Official launch of $450,000 driver simulator in SA


An industry-first driver simulator is expected to have its first trainees behind the wheel within a matter of weeks.

Officials cut the ribbon on the HVSim – a $450,000 investment by federal and state governments – at the official opening of the South Australian Road Transport Association’s new HQ at the weekend.

Designed by Adelaide-based simulator specialist Oktal Sydac and loaded on a purpose-built trailer from ALDOM Transport Engineering, the HVSim will be transported around SA to give drivers of all levels the chance to hone their skills on some of the state’s most challenging roadways.

SARTA President Sharon Middleton at the official launch at the weekend.

SA Minister for Transport Corey Wingard said the simulator will also be used to conduct research into driver behaviour and road design testing.

The NHVR chipped in $350,000 to pay for the equipment, with a further $100,000 coming from the state.

Transport Minister Michael McCormack said the cutting-edge simulator would help existing and learner heavy vehicle drivers navigate the South Eastern Freeway descent for example, with a focus on improving safety behind the wheel.

“Truck drivers will undergo training and assessments in the simulator and there is scope for expanding the program to cover other high-risk routes in South Australia and across the country,” the Deputy Prime Minister said.
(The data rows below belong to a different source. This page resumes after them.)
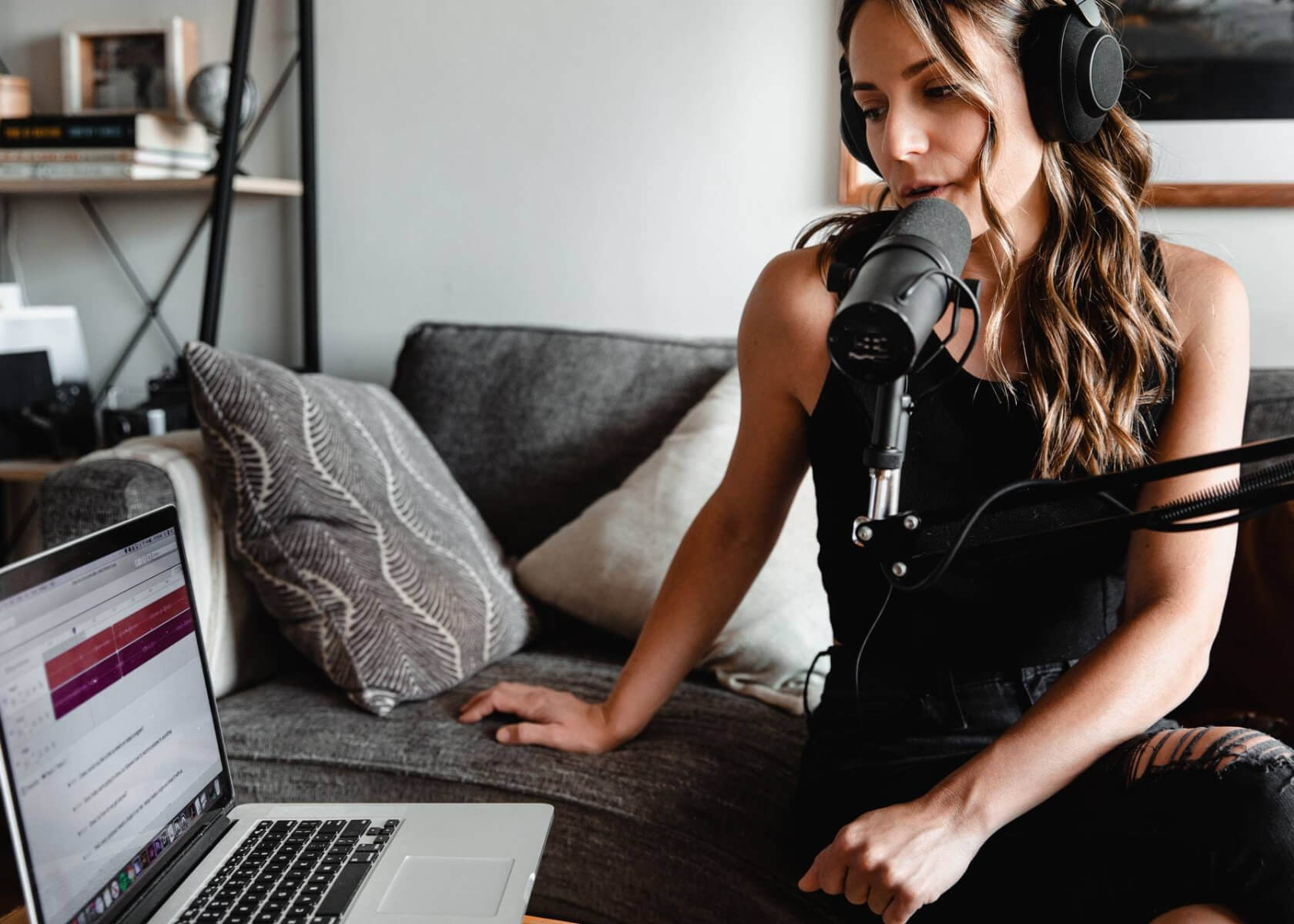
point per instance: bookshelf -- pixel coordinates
(250, 186)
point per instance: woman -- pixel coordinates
(993, 748)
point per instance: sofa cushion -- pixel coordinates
(607, 566)
(687, 822)
(538, 424)
(352, 531)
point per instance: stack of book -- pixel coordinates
(106, 146)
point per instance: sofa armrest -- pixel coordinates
(96, 494)
(241, 644)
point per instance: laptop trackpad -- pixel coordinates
(448, 886)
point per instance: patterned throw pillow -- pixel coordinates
(352, 531)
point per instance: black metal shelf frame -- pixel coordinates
(219, 210)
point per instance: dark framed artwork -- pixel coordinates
(1208, 59)
(1213, 85)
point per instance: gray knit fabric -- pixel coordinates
(689, 822)
(538, 424)
(91, 496)
(686, 822)
(352, 531)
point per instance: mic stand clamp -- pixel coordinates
(903, 541)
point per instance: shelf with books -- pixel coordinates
(249, 186)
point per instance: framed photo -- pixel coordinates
(142, 69)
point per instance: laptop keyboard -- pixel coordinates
(291, 872)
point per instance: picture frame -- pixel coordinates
(129, 69)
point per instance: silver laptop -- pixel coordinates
(118, 792)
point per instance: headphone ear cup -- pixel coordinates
(853, 126)
(1073, 74)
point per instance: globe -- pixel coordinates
(207, 95)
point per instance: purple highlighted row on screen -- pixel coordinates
(118, 665)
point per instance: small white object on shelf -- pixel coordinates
(55, 329)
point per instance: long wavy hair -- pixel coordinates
(1098, 340)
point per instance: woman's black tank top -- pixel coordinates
(964, 440)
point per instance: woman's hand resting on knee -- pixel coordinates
(555, 720)
(897, 859)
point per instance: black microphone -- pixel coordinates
(888, 310)
(883, 317)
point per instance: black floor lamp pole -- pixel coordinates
(223, 197)
(310, 237)
(226, 167)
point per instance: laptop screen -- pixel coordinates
(110, 739)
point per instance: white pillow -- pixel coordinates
(607, 566)
(240, 644)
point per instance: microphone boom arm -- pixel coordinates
(913, 537)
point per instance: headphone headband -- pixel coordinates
(1073, 72)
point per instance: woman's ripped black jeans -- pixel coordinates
(1168, 819)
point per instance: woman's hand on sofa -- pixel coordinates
(555, 720)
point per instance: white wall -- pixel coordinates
(580, 163)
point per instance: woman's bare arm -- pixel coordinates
(1176, 583)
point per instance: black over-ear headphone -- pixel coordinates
(1073, 72)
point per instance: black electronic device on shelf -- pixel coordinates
(169, 404)
(39, 418)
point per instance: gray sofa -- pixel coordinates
(685, 823)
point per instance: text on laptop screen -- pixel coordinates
(106, 721)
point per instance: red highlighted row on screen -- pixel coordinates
(105, 658)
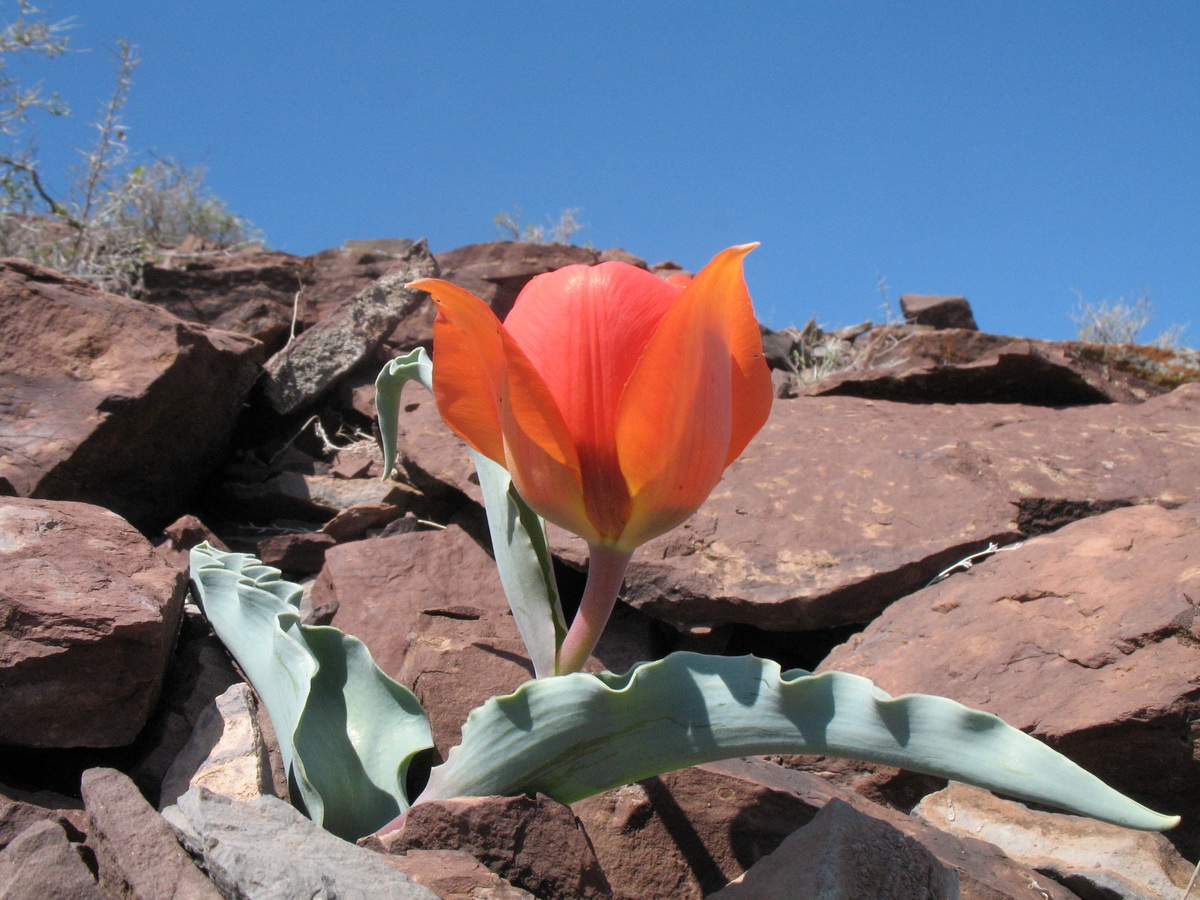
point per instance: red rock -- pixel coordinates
(136, 849)
(457, 658)
(384, 585)
(297, 553)
(846, 853)
(353, 522)
(689, 833)
(937, 311)
(89, 613)
(840, 507)
(497, 270)
(455, 875)
(315, 361)
(112, 401)
(42, 864)
(1083, 637)
(1090, 857)
(1032, 372)
(534, 843)
(204, 286)
(181, 535)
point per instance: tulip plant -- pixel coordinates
(609, 402)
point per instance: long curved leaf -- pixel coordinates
(519, 534)
(347, 731)
(575, 736)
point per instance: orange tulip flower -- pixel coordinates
(615, 399)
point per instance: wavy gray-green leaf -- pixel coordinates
(347, 731)
(575, 736)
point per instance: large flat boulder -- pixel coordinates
(841, 505)
(112, 401)
(1085, 637)
(89, 613)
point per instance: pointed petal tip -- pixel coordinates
(424, 283)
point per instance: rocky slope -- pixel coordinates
(1012, 523)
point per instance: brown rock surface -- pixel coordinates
(41, 864)
(136, 849)
(455, 659)
(384, 585)
(496, 271)
(1084, 637)
(690, 832)
(1031, 372)
(937, 311)
(532, 841)
(89, 613)
(847, 855)
(313, 363)
(840, 507)
(455, 875)
(112, 401)
(207, 286)
(17, 815)
(1092, 858)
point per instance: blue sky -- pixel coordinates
(1014, 153)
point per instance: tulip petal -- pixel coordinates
(540, 456)
(583, 329)
(696, 397)
(492, 397)
(469, 369)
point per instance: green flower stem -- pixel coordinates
(606, 571)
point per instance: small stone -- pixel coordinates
(41, 864)
(845, 855)
(937, 311)
(226, 754)
(239, 845)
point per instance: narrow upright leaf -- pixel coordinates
(519, 534)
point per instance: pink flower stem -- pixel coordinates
(606, 571)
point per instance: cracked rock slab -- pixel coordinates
(1092, 858)
(840, 507)
(317, 359)
(89, 613)
(265, 850)
(1086, 637)
(112, 401)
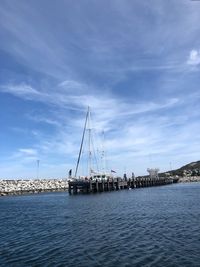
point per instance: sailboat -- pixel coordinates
(92, 173)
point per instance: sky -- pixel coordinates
(135, 63)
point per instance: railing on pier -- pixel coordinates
(111, 184)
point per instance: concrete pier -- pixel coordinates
(111, 184)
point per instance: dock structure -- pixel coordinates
(112, 184)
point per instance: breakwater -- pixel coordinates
(18, 187)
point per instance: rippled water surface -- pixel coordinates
(157, 226)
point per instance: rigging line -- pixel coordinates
(95, 156)
(82, 142)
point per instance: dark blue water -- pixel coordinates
(158, 226)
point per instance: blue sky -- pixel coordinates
(135, 63)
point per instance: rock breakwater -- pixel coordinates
(18, 187)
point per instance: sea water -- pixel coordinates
(156, 226)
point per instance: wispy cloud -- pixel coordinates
(194, 57)
(133, 66)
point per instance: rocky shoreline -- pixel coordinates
(21, 187)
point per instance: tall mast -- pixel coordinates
(89, 146)
(81, 147)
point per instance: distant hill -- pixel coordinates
(192, 168)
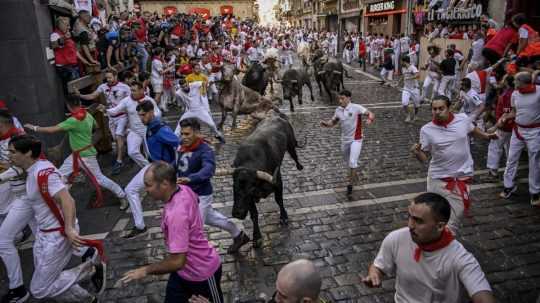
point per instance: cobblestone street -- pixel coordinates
(342, 237)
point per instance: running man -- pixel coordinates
(79, 127)
(196, 106)
(114, 91)
(349, 115)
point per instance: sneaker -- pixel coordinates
(494, 173)
(349, 192)
(99, 278)
(238, 242)
(535, 199)
(135, 232)
(117, 166)
(508, 191)
(16, 295)
(92, 254)
(221, 138)
(124, 204)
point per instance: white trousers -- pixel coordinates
(201, 115)
(430, 81)
(347, 55)
(514, 152)
(408, 95)
(134, 143)
(52, 253)
(386, 74)
(531, 141)
(445, 87)
(134, 189)
(497, 147)
(19, 215)
(351, 152)
(454, 198)
(91, 162)
(214, 218)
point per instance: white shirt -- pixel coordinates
(437, 277)
(471, 101)
(44, 217)
(449, 148)
(129, 106)
(527, 107)
(407, 73)
(157, 69)
(350, 118)
(114, 94)
(193, 99)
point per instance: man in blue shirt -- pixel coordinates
(162, 143)
(195, 167)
“The Australian Government takes road safety seriously because no family should have to endure the devastation caused by road crashes.

“That is why we continue investing in critical initiatives to improve road safety to save lives and reduce road trauma, including across our heavy vehicle sector.”

NHVR CEO, Sal Petroccitto, said the simulator was an example of how the regulator and SARTA were working with the South Australian and Federal Governments to deliver a great outcome for local heavy vehicle drivers.

“The simulator was partly funded by the NHVR’s Heavy Vehicle Safety Initiative, supported by the Federal Government, which has delivered $22.8 million across 89 grants in five years,” said Petroccitto.

“Through these grants and with the support of organisations like SARTA and the South Australian Government we can continue to drive down the number of crashes involving heavy vehicles on our roads.”